Analysts don't expect municiapl bonds to match their 2011 performance, but they are still bullish in the asset class.
“Assuming economic growth stays slow, and the Federal Reserve keeps interest rates low, municipals won't diverge too much from the pattern we had in 2011,” said Matt Fabian, a senior analyst at Municipal Market Advisors Inc.
Predictions of a large number of defaults last year weren't reasonable in the first place, several analysts said.
Even though the biggest government bankruptcy in U.S. history was filed in November by Alabama's Jefferson County, the annual average 10-year borrowing cost for top-rated state and local governments ended the year at about 2%, according to a Municipal Market Advisors index. That is at the lowest rate since the firm began collecting data in 2001.
Municipal bonds were in high demand in 2011 with only a modest number of new issues available, Mr. Fabian said. Aggressive buying by banks accounted for some of the demand pressure as depository institutions looked for opportunities to put capital to work beyond the residential and commercial real estate markets, he said.
This year, muni bond yields could hit new record lows as continued demand puts pressure on a limited supply of new issuances. States and localities will continue to work on balancing their budgets and are unlikely to engage in many new infrastructure projects, Mr. Fabian said.
Anthony Valeri, a fixed-income investment strategist for LPL Financial LLC, said he expects 2012 will be positive for municipal investors, though probably not as profitable as last year.
“The near-record-low yields may keep people on the sidelines or even encourage some to get out and take profits,” he said. “That limits the potential.”
He said he expects returns of about 3% to 5%, though certain circumstances could spark additional buying.

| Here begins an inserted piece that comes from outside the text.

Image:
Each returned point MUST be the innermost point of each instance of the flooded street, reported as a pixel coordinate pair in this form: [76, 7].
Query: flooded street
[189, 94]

The national discussion about raising taxes could boost demand for tax-exempt muni bonds, Mr. Valeri said. Of course, if last year's discussion by the congressional deficit-cutting supercommittee about eliminating the tax exemption on municipal bonds is revisited, that could affect the market, too.
Taxing the interest on bonds issued by thousands of states and municipalities would raise their costs at a time when borrowing expenses need to remain low, analysts said.
Mr. Valeri said he's not concerned that such a proposal would really move forward, especially during an election year.
“[The muni tax exemption] doesn't cost the federal government that much, and they still need an attractive vehicle for state and local government financing,” he said.
Ben Thompson, managing principal and chief executive of Samson Capital Advisors LLC, agrees that taxes “are a wild card” going into 2012.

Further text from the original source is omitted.